はしご酒(Aくんのアトリエ) その百と百と百と八
「メディア~ン!」
民主主義とは多様性。そう言い切っても一向に差し支えない、とAくん。だからこそ、偏ってはいけないんだ、と、語気を強める。
多様性?、偏ってはいけない?
「それゆえ、いつだって問われるのだと思う」
ん?、問われる?
「メディアの、その姿勢が、あり方が」
メディアの?、そのあり方?
「それなりにメリットがあるのであろう、そんな、なんとなく無難なある一部に擦り寄って、ソコソコの視聴率を稼げればソレで充分だろ、みたいなことだけは、絶対に避けなければならない」
メリットがあるであろう、そんな一部に擦り寄る?
「それほど、ありとあらゆる全ての人々に対して責任がある、ということだ」
全ての人々に責任がある、か~。
「少なくとも、ナニかに、ダレかに、忖度(ソンタク)して、媚(コ)びて、怯(オビ)えて、歪曲、捏造、省略、消去、などという、姑息な悪魔のやり口に手を染めてはいけない」
なるほど、おっしゃる通りだ。
「多様性が共生できる世の中であるためにも、メディアは常に正しくなければならない、正しく伝えなければならない、ということですか」
「そういうことだ。
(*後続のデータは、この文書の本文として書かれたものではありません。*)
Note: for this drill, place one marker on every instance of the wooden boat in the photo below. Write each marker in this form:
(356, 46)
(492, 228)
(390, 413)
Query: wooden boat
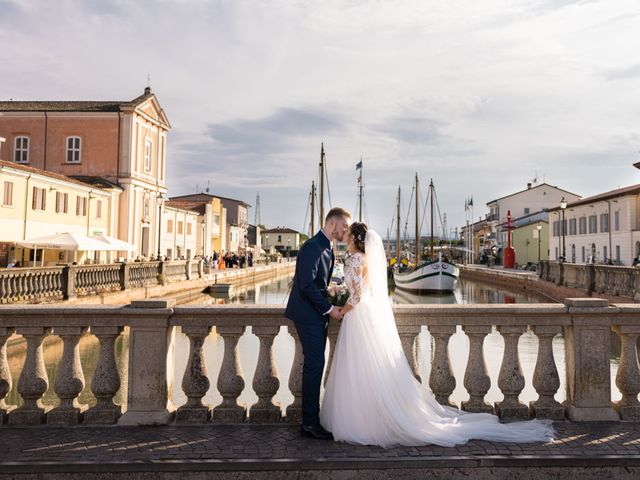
(434, 275)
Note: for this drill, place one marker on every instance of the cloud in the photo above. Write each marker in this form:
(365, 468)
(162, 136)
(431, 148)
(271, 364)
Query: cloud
(271, 134)
(624, 73)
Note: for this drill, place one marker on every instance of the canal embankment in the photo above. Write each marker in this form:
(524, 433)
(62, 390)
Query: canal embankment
(191, 287)
(521, 280)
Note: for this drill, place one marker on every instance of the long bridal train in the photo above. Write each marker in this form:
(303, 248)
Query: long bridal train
(371, 395)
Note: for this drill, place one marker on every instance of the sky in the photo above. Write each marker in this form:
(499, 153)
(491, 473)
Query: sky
(480, 96)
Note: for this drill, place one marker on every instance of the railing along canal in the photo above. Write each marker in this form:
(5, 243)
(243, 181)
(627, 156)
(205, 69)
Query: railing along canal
(38, 284)
(585, 323)
(593, 278)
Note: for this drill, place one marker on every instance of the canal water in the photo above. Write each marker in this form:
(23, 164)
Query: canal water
(275, 292)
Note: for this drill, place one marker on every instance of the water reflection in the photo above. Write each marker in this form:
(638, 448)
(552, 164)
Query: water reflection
(276, 292)
(466, 291)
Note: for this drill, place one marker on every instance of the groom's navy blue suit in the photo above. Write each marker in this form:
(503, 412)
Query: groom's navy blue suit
(308, 307)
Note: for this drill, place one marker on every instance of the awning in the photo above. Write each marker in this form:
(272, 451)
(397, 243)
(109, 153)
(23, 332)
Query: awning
(115, 244)
(67, 241)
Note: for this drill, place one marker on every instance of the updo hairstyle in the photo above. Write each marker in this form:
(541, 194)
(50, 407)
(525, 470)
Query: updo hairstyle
(359, 231)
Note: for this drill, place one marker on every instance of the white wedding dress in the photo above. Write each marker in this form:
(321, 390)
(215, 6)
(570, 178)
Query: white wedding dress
(371, 396)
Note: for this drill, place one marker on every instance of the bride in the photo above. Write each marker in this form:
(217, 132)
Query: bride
(371, 396)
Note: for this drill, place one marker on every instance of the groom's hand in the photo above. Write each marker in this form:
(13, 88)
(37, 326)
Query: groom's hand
(336, 313)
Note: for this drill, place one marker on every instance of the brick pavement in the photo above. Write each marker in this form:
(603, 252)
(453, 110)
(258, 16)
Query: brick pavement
(280, 447)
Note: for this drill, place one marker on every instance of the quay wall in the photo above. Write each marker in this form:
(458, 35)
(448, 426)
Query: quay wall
(514, 281)
(196, 285)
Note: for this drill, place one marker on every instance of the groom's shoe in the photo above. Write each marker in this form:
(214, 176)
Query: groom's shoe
(316, 431)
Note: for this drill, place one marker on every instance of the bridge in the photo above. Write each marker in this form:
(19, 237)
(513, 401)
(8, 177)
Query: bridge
(152, 436)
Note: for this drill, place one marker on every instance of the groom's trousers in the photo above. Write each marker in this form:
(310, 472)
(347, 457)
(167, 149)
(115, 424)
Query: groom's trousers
(313, 338)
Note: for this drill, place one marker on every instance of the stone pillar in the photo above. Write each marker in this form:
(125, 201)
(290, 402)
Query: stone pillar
(546, 380)
(5, 374)
(230, 379)
(590, 278)
(151, 360)
(294, 411)
(476, 379)
(441, 379)
(33, 380)
(408, 334)
(69, 282)
(628, 376)
(195, 382)
(106, 381)
(125, 268)
(69, 379)
(587, 347)
(510, 379)
(265, 379)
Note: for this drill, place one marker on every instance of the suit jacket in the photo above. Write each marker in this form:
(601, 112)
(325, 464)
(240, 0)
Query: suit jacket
(314, 266)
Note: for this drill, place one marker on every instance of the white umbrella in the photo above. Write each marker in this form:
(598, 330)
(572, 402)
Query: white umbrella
(114, 244)
(66, 241)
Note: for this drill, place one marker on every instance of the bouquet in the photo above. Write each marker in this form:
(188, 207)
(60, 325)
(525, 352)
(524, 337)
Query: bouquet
(338, 295)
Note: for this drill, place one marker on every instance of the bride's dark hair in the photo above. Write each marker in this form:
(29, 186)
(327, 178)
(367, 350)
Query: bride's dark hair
(359, 232)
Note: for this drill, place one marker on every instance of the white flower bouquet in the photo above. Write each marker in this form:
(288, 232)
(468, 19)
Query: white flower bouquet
(338, 294)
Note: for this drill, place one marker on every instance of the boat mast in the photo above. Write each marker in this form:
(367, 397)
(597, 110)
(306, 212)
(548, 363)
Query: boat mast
(398, 227)
(321, 209)
(360, 193)
(431, 199)
(313, 208)
(417, 222)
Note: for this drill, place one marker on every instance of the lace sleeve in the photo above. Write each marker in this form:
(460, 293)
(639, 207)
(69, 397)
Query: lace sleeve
(355, 278)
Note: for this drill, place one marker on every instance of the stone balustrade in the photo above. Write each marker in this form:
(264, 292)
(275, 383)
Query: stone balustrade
(585, 323)
(32, 284)
(40, 284)
(593, 278)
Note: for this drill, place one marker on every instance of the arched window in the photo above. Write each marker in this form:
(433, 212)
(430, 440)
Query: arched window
(21, 150)
(73, 149)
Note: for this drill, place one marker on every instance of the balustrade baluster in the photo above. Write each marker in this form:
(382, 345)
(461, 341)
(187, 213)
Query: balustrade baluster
(195, 382)
(4, 288)
(441, 379)
(5, 374)
(11, 287)
(510, 379)
(265, 379)
(332, 337)
(21, 286)
(546, 380)
(33, 381)
(106, 380)
(230, 379)
(628, 376)
(69, 379)
(294, 411)
(476, 379)
(408, 334)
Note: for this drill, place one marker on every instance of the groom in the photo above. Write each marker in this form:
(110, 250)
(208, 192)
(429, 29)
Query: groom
(310, 310)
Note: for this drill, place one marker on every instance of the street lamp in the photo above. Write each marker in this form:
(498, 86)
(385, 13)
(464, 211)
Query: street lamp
(204, 225)
(563, 207)
(539, 227)
(160, 200)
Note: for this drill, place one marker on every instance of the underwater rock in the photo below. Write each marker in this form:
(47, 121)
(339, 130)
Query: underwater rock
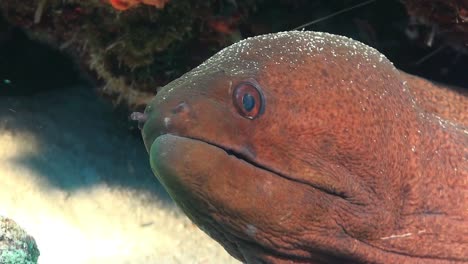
(16, 246)
(126, 4)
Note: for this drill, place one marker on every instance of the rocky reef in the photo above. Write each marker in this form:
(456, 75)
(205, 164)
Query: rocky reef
(131, 47)
(16, 246)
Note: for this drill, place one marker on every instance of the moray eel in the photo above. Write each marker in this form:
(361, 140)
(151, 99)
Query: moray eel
(307, 147)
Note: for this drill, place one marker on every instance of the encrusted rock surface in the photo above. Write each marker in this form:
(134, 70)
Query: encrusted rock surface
(16, 246)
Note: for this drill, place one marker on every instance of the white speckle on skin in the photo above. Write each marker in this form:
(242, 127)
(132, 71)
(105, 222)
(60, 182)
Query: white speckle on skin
(167, 122)
(250, 230)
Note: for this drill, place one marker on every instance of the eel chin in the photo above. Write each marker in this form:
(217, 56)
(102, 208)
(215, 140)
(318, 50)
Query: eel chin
(210, 184)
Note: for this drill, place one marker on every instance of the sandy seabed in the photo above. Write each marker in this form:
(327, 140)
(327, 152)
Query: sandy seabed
(77, 180)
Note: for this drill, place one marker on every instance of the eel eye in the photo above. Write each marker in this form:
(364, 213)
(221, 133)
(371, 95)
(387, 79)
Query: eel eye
(248, 99)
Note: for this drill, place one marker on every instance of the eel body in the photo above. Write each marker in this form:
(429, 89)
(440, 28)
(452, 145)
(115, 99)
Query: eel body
(307, 147)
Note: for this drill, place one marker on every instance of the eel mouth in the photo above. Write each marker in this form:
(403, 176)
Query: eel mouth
(248, 156)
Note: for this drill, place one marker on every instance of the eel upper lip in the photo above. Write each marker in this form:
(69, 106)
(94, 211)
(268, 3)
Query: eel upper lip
(245, 157)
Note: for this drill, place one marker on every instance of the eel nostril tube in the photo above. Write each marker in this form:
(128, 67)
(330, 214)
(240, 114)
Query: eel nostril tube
(140, 117)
メディアは、真実の学びの場、で、あらねばならない」
真実の学びの場、か~。
「で、なければ、メディアなんて、アッと言うまにズルズルと、単なる下世話な情報ツールに成り下がり、その本来の存在意義さえも消えてなくなってしまうに違いない」
そう吐き捨てたあと、Aくん、たしかアルフィー(THE ALFEE)であったか、その往年のヒット曲を、彼らに負けないぐらいのキーの高さで、またまた熱く、熱く熱く歌い上げる。
メディア~ン
メディア~ン
メディア~ン
ウォンチュ~ステイッミ~
メディア~ン
メディア~ン
メディア~ン
ウォンチュ~ステイッミ~
お~、メディア~ン
と~つぜん
ど~こへっ
きえったの~か~
(つづく)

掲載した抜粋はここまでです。